Ouvimos o conselho do Senhor: "Apaga-te diante dos outros. Se podes escolher, ocupa o último lugar". Não nos queixemos do conselho, pois assim estaremos mais perto de Cristo.
Mas - sempre há um mas - o nosso amor próprio sente-se injustiçado nesse passar desapercebido, e logo se põe a reivindicar os seus direitos, quando não os toma à força, o que ocorre com frequência. Ocultar-se? Desaparecer? Que ideia!
O amor próprio afirma-se, põe-se em evidência, instala-se, avoca tudo para si. E os outros? Dos outros só conhecemos aquilo que nos devem ou aquilo que deles podemos tirar.
Daí surgem os conflitos que arruínam o bom entendimento entre os homens. "Por que devo ser passado para trás? Por acaso serei menos capaz do que aquele outro?", pensará este. "Tenho as mesmas necessidades que aquele, e pelo menos os mesmos méritos", opinará outro. E não faltará quem diga: "Eu sou o chefe: como posso passar despercebido, se cabe a mim exercer a autoridade?"
E quase se chega à conclusão e que a humildade não pode ser tida por virtude, pois, se a puséssemos em prática, conduziria ao aniquilamento total da personalidade.
Ora, aí está algo que revela uma extrema confusão de ideias. O Evangelho é uma escola de grandeza e de audácia. Longe de nos aniquilar, obriga-nos, pelo contrário, a fazer render o máximo todas as nossas qualidades naturais, a nos colocar na primeira fila à hora de agir; mas, depois de termos agido o melhor que tenhamos podido, obriga-nos também a não nos damos importância. Esse é o primeiro aspecto da virtude do "saber apagar-se".
Lares infelizes são aqueles em que predominam duas horrorosas leis do "cada um por si" e do "primeiro eu". Cristo substituiu este reino do egoísmo pelo do amor, que implica esquecimento de si mesmo.
Nos lares cristãos, inverte-se a ordem egoísta: "primeiro vem os outros, depois eu". Encontramos a nossa felicidade em tornar felizes os outros. Em vez de nos apoderarmos da cadeira mais confortável ou de estarmos à espreita do melhor bife, cada um se empenha em oferecê-los aos outros e se alegra em dar-lhes esse prazer.
Os esposos sempre vivem em perfeita harmonia quando, antes de exprimirem um desejo, o marido e a mulher, cada um por sua conta, se perguntam interiormente: o que é que ela prefere? De que é que ele gostaria?
E os filhos, não devem eles pensar que o pai e a mãe renunciam inúmeras vezes às suas comodidades para lhes dar alguma satisfação? Os pais alegram-se com a felicidade dos filhos. E os filhos, por sua vez, não devem deixar passar nenhuma ocasião de adivinhar as preferências dos pais, e fazê-lo discretamente, sem que eles o percebam.Não hão de dizer: "ninguém pensa em mim, só eu que me sacrifico".

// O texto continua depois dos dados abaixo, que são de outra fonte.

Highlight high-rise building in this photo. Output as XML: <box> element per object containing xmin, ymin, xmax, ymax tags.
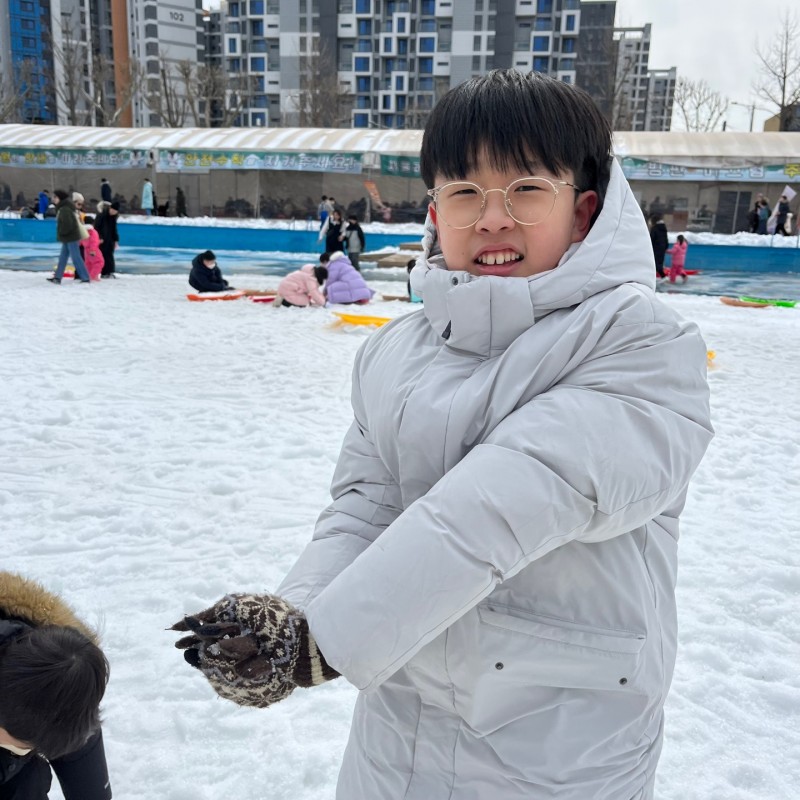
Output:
<box><xmin>128</xmin><ymin>0</ymin><xmax>206</xmax><ymax>127</ymax></box>
<box><xmin>0</xmin><ymin>0</ymin><xmax>58</xmax><ymax>123</ymax></box>
<box><xmin>576</xmin><ymin>2</ymin><xmax>617</xmax><ymax>120</ymax></box>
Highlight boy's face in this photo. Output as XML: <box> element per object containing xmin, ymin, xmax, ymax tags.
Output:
<box><xmin>430</xmin><ymin>158</ymin><xmax>597</xmax><ymax>278</ymax></box>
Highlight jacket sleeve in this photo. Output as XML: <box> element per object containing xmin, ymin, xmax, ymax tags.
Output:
<box><xmin>50</xmin><ymin>731</ymin><xmax>111</xmax><ymax>800</ymax></box>
<box><xmin>306</xmin><ymin>310</ymin><xmax>712</xmax><ymax>689</ymax></box>
<box><xmin>277</xmin><ymin>349</ymin><xmax>402</xmax><ymax>608</ymax></box>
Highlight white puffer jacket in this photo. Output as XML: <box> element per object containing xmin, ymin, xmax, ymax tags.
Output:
<box><xmin>278</xmin><ymin>164</ymin><xmax>712</xmax><ymax>800</ymax></box>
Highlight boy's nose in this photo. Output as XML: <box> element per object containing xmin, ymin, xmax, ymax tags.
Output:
<box><xmin>477</xmin><ymin>189</ymin><xmax>515</xmax><ymax>231</ymax></box>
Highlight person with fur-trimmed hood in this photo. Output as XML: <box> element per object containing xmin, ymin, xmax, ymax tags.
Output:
<box><xmin>0</xmin><ymin>572</ymin><xmax>111</xmax><ymax>800</ymax></box>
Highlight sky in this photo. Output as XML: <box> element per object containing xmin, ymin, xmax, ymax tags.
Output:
<box><xmin>0</xmin><ymin>260</ymin><xmax>800</xmax><ymax>800</ymax></box>
<box><xmin>616</xmin><ymin>0</ymin><xmax>796</xmax><ymax>131</ymax></box>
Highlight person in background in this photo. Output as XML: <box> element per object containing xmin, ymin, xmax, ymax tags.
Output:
<box><xmin>317</xmin><ymin>209</ymin><xmax>344</xmax><ymax>253</ymax></box>
<box><xmin>317</xmin><ymin>194</ymin><xmax>333</xmax><ymax>230</ymax></box>
<box><xmin>0</xmin><ymin>572</ymin><xmax>111</xmax><ymax>800</ymax></box>
<box><xmin>142</xmin><ymin>178</ymin><xmax>156</xmax><ymax>217</ymax></box>
<box><xmin>81</xmin><ymin>214</ymin><xmax>105</xmax><ymax>281</ymax></box>
<box><xmin>319</xmin><ymin>250</ymin><xmax>375</xmax><ymax>305</ymax></box>
<box><xmin>775</xmin><ymin>194</ymin><xmax>789</xmax><ymax>236</ymax></box>
<box><xmin>274</xmin><ymin>264</ymin><xmax>328</xmax><ymax>308</ymax></box>
<box><xmin>650</xmin><ymin>213</ymin><xmax>669</xmax><ymax>278</ymax></box>
<box><xmin>175</xmin><ymin>186</ymin><xmax>186</xmax><ymax>217</ymax></box>
<box><xmin>94</xmin><ymin>200</ymin><xmax>120</xmax><ymax>278</ymax></box>
<box><xmin>47</xmin><ymin>189</ymin><xmax>90</xmax><ymax>283</ymax></box>
<box><xmin>72</xmin><ymin>192</ymin><xmax>86</xmax><ymax>222</ymax></box>
<box><xmin>758</xmin><ymin>198</ymin><xmax>771</xmax><ymax>236</ymax></box>
<box><xmin>189</xmin><ymin>250</ymin><xmax>233</xmax><ymax>292</ymax></box>
<box><xmin>667</xmin><ymin>233</ymin><xmax>689</xmax><ymax>283</ymax></box>
<box><xmin>342</xmin><ymin>214</ymin><xmax>365</xmax><ymax>272</ymax></box>
<box><xmin>36</xmin><ymin>189</ymin><xmax>50</xmax><ymax>219</ymax></box>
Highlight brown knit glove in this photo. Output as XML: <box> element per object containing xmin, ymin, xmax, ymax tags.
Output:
<box><xmin>172</xmin><ymin>594</ymin><xmax>339</xmax><ymax>708</ymax></box>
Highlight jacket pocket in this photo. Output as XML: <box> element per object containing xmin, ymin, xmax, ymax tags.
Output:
<box><xmin>478</xmin><ymin>605</ymin><xmax>646</xmax><ymax>691</ymax></box>
<box><xmin>447</xmin><ymin>604</ymin><xmax>648</xmax><ymax>733</ymax></box>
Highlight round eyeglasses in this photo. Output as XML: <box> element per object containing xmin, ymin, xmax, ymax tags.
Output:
<box><xmin>427</xmin><ymin>175</ymin><xmax>582</xmax><ymax>229</ymax></box>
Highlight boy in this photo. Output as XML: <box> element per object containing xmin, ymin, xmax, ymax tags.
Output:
<box><xmin>178</xmin><ymin>70</ymin><xmax>712</xmax><ymax>800</ymax></box>
<box><xmin>0</xmin><ymin>572</ymin><xmax>111</xmax><ymax>800</ymax></box>
<box><xmin>189</xmin><ymin>250</ymin><xmax>233</xmax><ymax>292</ymax></box>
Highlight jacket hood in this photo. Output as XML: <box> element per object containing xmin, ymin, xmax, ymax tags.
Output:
<box><xmin>0</xmin><ymin>572</ymin><xmax>98</xmax><ymax>644</ymax></box>
<box><xmin>411</xmin><ymin>161</ymin><xmax>655</xmax><ymax>351</ymax></box>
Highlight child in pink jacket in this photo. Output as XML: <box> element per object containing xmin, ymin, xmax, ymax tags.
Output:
<box><xmin>667</xmin><ymin>233</ymin><xmax>689</xmax><ymax>283</ymax></box>
<box><xmin>275</xmin><ymin>264</ymin><xmax>328</xmax><ymax>308</ymax></box>
<box><xmin>81</xmin><ymin>216</ymin><xmax>106</xmax><ymax>281</ymax></box>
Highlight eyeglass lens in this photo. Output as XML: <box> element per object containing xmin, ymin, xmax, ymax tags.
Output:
<box><xmin>436</xmin><ymin>177</ymin><xmax>557</xmax><ymax>228</ymax></box>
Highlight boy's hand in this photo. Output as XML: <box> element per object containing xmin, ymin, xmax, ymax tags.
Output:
<box><xmin>172</xmin><ymin>594</ymin><xmax>339</xmax><ymax>708</ymax></box>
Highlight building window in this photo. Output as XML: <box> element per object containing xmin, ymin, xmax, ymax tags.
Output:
<box><xmin>533</xmin><ymin>36</ymin><xmax>550</xmax><ymax>53</ymax></box>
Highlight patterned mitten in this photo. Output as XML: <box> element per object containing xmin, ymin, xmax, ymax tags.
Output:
<box><xmin>172</xmin><ymin>594</ymin><xmax>339</xmax><ymax>708</ymax></box>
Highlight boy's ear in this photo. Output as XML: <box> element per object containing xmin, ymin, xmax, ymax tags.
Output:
<box><xmin>572</xmin><ymin>191</ymin><xmax>598</xmax><ymax>244</ymax></box>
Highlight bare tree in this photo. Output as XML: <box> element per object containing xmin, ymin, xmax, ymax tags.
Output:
<box><xmin>753</xmin><ymin>11</ymin><xmax>800</xmax><ymax>131</ymax></box>
<box><xmin>297</xmin><ymin>37</ymin><xmax>351</xmax><ymax>128</ymax></box>
<box><xmin>144</xmin><ymin>52</ymin><xmax>190</xmax><ymax>128</ymax></box>
<box><xmin>46</xmin><ymin>26</ymin><xmax>91</xmax><ymax>125</ymax></box>
<box><xmin>674</xmin><ymin>78</ymin><xmax>729</xmax><ymax>132</ymax></box>
<box><xmin>84</xmin><ymin>53</ymin><xmax>144</xmax><ymax>127</ymax></box>
<box><xmin>0</xmin><ymin>58</ymin><xmax>36</xmax><ymax>123</ymax></box>
<box><xmin>176</xmin><ymin>60</ymin><xmax>254</xmax><ymax>128</ymax></box>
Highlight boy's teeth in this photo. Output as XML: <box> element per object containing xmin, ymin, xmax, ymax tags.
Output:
<box><xmin>478</xmin><ymin>250</ymin><xmax>520</xmax><ymax>267</ymax></box>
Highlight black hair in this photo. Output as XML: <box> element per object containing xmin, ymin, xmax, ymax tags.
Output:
<box><xmin>0</xmin><ymin>625</ymin><xmax>109</xmax><ymax>760</ymax></box>
<box><xmin>420</xmin><ymin>69</ymin><xmax>611</xmax><ymax>216</ymax></box>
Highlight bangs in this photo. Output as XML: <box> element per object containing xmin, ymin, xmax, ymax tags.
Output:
<box><xmin>420</xmin><ymin>70</ymin><xmax>611</xmax><ymax>203</ymax></box>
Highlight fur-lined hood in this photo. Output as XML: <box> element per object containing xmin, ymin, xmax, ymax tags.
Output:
<box><xmin>0</xmin><ymin>572</ymin><xmax>99</xmax><ymax>644</ymax></box>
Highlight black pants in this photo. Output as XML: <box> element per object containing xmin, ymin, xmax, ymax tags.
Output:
<box><xmin>0</xmin><ymin>756</ymin><xmax>52</xmax><ymax>800</ymax></box>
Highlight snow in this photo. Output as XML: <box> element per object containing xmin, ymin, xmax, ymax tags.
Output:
<box><xmin>0</xmin><ymin>271</ymin><xmax>800</xmax><ymax>800</ymax></box>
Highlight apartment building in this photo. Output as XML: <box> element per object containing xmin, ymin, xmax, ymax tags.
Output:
<box><xmin>0</xmin><ymin>0</ymin><xmax>58</xmax><ymax>123</ymax></box>
<box><xmin>221</xmin><ymin>0</ymin><xmax>581</xmax><ymax>128</ymax></box>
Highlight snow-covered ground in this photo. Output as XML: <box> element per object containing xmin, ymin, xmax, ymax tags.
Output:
<box><xmin>0</xmin><ymin>271</ymin><xmax>800</xmax><ymax>800</ymax></box>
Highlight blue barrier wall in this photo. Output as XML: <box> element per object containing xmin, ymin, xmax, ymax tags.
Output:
<box><xmin>0</xmin><ymin>219</ymin><xmax>422</xmax><ymax>253</ymax></box>
<box><xmin>0</xmin><ymin>219</ymin><xmax>800</xmax><ymax>273</ymax></box>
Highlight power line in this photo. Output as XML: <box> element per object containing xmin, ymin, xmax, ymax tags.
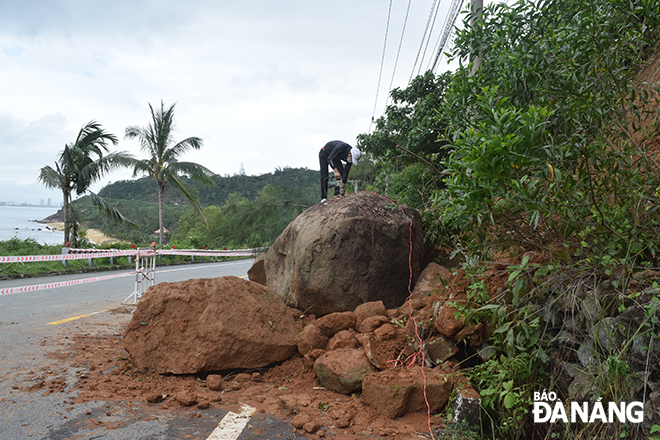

Numa família em que todos procuram passar despercebidos, ninguém se sacrifica. Não há necessidade de pensarmos em nós mesmos, porque os outros já o fazem, antes de que nós o façamos. Ninguém fica esquecido, quando cada um se esquece de si pelos outros.
"Mas isso seria o paraíso na terra!", dirá alguém.
Não há dúvida de que sim, e desejo de todo o coração que se faça a experiência."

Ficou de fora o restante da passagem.